Data Protection and GDPR
The General Data Protection Regulation (GDPR) has now replaced the previous law on data protection (the Data Protection Act 1998) and gives individuals more rights and protection in how their personal data is used by organisations. Parishes must comply with its requirements, just like any other charity or organisation. This page provides guidance, templates and a checklist to help you. It will be updated from time to time – so please check back periodically. (Apr 2018: The FAQ has been updated with additional questions and there is a specific guidance note relating to giving reviews and fundraising communications.)
What is the ‘GDPR’, and what do we need to do about it? There are two guides to help you: a two page overview (designed for use with PCCs) and a more detailed guide for the person implementing this in the parish. There are also a number of frequently asked questions.
There is also a checklist available which covers the actions outlined in the guides to help you monitor progress.
It’s helpful to start by carrying out a data audit – you may be surprised at just how much personal data is stored and processed around the parish.

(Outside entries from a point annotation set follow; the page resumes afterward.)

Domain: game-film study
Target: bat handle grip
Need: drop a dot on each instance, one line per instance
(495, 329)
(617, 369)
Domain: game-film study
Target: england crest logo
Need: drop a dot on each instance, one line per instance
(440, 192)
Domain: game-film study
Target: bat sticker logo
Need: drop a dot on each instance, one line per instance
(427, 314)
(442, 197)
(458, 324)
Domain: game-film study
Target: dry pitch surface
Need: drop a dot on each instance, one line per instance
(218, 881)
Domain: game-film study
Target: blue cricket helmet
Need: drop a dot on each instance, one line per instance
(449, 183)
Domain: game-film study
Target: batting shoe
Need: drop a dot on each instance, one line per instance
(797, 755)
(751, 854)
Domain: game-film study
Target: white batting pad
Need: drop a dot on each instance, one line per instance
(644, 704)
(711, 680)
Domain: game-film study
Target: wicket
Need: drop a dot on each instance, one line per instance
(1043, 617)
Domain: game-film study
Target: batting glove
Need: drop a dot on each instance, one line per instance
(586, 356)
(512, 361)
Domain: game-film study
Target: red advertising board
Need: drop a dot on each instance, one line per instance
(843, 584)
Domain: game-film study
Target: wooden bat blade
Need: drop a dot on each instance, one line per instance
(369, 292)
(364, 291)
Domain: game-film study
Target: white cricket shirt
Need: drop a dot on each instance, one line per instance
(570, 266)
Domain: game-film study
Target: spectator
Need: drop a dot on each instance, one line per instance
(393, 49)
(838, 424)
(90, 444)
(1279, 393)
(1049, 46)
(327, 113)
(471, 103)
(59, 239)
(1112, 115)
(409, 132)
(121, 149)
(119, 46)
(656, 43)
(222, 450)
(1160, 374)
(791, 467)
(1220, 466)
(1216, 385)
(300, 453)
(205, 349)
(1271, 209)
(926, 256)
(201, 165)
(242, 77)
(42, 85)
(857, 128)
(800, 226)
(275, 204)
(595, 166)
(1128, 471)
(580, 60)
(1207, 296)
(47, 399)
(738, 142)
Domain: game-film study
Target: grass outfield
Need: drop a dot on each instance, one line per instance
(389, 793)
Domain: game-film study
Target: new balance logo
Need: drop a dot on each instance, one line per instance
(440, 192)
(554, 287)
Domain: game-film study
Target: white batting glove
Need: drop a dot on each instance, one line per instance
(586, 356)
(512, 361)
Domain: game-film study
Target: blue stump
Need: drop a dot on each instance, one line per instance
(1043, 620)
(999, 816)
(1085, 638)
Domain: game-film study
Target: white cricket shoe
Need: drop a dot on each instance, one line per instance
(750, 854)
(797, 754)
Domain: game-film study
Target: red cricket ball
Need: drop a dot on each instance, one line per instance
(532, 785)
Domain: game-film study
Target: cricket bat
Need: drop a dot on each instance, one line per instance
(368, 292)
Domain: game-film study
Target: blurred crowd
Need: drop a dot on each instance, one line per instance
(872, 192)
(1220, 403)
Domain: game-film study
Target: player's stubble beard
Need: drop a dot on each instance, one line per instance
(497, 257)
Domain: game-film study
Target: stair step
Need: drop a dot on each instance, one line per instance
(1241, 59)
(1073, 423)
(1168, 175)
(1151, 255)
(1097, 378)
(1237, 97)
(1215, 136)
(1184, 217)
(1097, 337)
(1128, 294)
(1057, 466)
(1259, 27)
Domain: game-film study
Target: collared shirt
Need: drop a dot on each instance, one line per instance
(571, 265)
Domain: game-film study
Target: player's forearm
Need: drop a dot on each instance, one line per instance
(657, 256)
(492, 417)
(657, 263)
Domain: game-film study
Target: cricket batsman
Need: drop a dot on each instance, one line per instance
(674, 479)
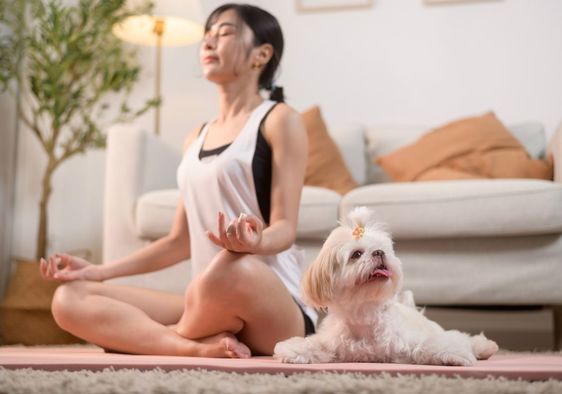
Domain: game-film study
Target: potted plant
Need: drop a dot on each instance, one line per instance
(62, 64)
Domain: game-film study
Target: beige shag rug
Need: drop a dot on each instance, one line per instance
(193, 381)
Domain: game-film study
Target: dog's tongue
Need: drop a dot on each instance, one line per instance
(382, 273)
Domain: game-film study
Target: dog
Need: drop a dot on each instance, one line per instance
(358, 278)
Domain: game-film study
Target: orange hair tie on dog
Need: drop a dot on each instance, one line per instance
(358, 232)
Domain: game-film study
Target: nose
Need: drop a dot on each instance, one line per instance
(209, 41)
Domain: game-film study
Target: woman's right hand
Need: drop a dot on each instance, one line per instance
(65, 267)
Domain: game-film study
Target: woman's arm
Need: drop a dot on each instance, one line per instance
(164, 252)
(284, 131)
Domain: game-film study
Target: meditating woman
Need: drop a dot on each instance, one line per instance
(240, 179)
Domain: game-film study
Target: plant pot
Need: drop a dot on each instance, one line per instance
(25, 311)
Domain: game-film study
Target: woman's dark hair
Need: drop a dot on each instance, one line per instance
(266, 30)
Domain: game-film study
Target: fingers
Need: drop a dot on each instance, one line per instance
(43, 268)
(240, 235)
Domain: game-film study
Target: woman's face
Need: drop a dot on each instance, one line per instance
(226, 48)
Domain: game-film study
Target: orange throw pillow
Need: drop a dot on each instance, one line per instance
(476, 147)
(325, 166)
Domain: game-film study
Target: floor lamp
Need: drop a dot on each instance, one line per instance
(173, 23)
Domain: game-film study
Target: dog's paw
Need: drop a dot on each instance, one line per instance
(482, 347)
(293, 350)
(461, 359)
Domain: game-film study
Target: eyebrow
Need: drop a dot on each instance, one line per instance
(222, 24)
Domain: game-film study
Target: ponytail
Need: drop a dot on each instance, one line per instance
(277, 94)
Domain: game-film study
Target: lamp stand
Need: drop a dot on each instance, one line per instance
(159, 31)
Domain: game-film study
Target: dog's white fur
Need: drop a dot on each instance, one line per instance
(358, 280)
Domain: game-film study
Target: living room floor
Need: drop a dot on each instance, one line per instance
(513, 328)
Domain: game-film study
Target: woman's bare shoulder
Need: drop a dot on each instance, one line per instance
(285, 120)
(192, 136)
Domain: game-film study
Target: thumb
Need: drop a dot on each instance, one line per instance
(254, 222)
(66, 275)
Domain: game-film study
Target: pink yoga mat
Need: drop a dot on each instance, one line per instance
(512, 366)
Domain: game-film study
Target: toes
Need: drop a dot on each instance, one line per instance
(236, 348)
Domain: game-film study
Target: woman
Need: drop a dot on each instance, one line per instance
(240, 179)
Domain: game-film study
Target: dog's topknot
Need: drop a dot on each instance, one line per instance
(364, 218)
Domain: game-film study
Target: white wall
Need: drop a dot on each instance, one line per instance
(400, 62)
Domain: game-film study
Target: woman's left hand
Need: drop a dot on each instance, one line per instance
(243, 234)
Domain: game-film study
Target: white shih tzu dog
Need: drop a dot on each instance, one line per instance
(357, 277)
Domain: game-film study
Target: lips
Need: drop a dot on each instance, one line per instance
(209, 59)
(380, 272)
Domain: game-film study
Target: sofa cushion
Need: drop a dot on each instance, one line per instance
(350, 140)
(480, 146)
(325, 166)
(384, 139)
(155, 213)
(318, 213)
(462, 208)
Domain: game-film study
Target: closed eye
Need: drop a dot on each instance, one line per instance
(356, 254)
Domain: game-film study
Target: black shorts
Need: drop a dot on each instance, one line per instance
(308, 324)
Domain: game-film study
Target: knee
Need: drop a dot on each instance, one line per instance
(65, 301)
(230, 274)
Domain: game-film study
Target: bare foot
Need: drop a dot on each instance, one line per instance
(220, 345)
(224, 345)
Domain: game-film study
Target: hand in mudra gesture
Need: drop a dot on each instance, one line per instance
(243, 234)
(65, 267)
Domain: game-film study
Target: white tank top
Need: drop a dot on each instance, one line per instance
(226, 183)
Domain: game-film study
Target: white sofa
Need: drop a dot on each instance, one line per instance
(462, 243)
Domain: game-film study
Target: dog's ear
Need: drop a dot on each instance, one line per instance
(319, 278)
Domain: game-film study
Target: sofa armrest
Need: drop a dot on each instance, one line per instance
(136, 162)
(555, 149)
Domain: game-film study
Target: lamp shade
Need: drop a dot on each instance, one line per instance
(179, 23)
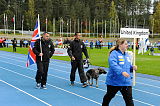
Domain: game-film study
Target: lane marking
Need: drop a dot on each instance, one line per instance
(53, 86)
(77, 82)
(69, 64)
(26, 92)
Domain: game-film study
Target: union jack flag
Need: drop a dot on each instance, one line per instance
(36, 35)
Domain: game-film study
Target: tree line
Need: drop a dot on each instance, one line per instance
(103, 15)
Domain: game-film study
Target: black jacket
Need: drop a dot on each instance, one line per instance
(47, 50)
(76, 48)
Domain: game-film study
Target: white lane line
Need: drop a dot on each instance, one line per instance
(69, 68)
(99, 80)
(25, 92)
(53, 86)
(77, 82)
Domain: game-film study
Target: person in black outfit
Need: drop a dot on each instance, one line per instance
(14, 43)
(75, 52)
(46, 54)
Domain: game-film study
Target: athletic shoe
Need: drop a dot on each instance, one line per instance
(43, 87)
(72, 83)
(84, 85)
(38, 85)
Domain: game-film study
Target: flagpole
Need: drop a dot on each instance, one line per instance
(22, 26)
(40, 36)
(46, 23)
(134, 57)
(14, 26)
(4, 23)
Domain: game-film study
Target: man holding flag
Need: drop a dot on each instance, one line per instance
(45, 44)
(41, 50)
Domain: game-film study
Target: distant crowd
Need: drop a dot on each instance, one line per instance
(64, 43)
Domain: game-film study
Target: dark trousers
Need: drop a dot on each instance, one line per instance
(77, 64)
(42, 72)
(126, 92)
(14, 48)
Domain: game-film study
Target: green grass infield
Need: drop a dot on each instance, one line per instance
(146, 63)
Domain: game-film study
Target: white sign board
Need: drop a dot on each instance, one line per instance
(134, 33)
(60, 52)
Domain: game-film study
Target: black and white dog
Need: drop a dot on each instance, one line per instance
(94, 74)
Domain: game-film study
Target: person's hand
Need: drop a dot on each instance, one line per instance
(134, 67)
(40, 54)
(125, 74)
(72, 58)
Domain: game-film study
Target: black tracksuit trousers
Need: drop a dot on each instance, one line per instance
(77, 64)
(42, 72)
(126, 92)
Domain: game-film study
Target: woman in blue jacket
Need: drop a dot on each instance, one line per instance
(119, 74)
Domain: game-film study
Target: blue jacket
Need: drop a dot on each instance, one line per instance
(119, 63)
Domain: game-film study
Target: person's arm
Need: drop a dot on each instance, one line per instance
(84, 50)
(52, 49)
(69, 50)
(113, 63)
(35, 48)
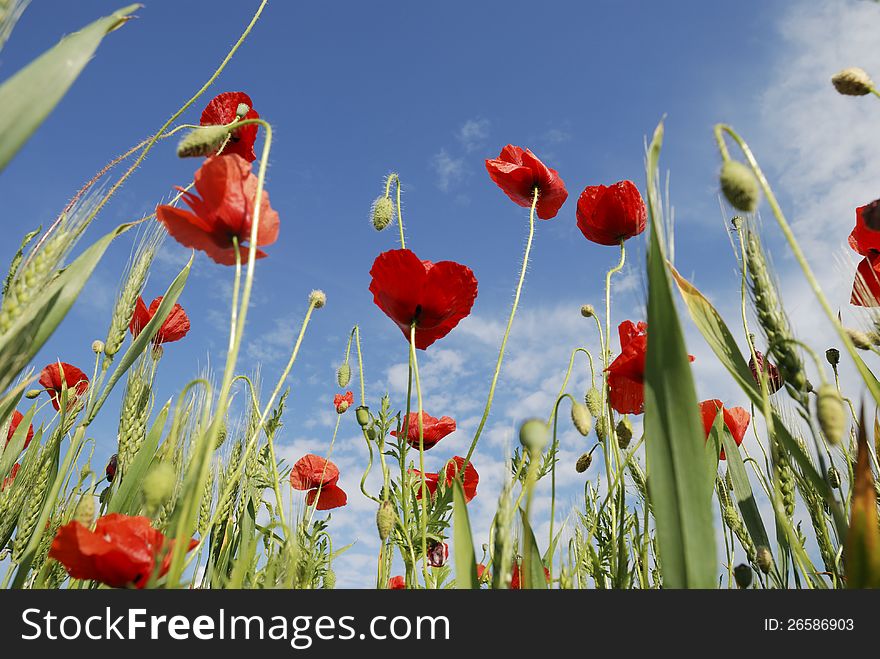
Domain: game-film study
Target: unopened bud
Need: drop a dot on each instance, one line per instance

We’ve a template here along with some helpful hints to get you started.
If you don’t already have the consent that you need to communicate with people, you’ll need to gather this, and ongoing whenever you collect data that will be processed on the basis of consent, you should collect the consent as an integral part of the data collection. We’ve guidance and sample forms available for you to use here.
You will need to produce a Privacy Notice. If you have a website, it’s good practice to make this available online so people can access it. We provide a Sample Privacy Notice that you can amend and adopt, and some guidance on how you can write your own Privacy Notice.
Finally, whilst you will rely on consent for some of your communications, there will be some data processing you will want to do as part of normal church management for which you will not need to gain specific consent for that particular action – holding lists of group members, for example. This can be processed as part of the legitimate interests of the PCC, and where “special category data” which reveals religious belief, this can be processed on the basis of a special condition under the GDPR for religious not-for-profit bodies, provided the processing relates only to members or former members (or those who have regular contact with it in connection with those purposes) and provided there is no disclosure to a third party without consent.
One specific question relates to how churches should run fundraising events and giving reviews – a specific guidance note on this is available here.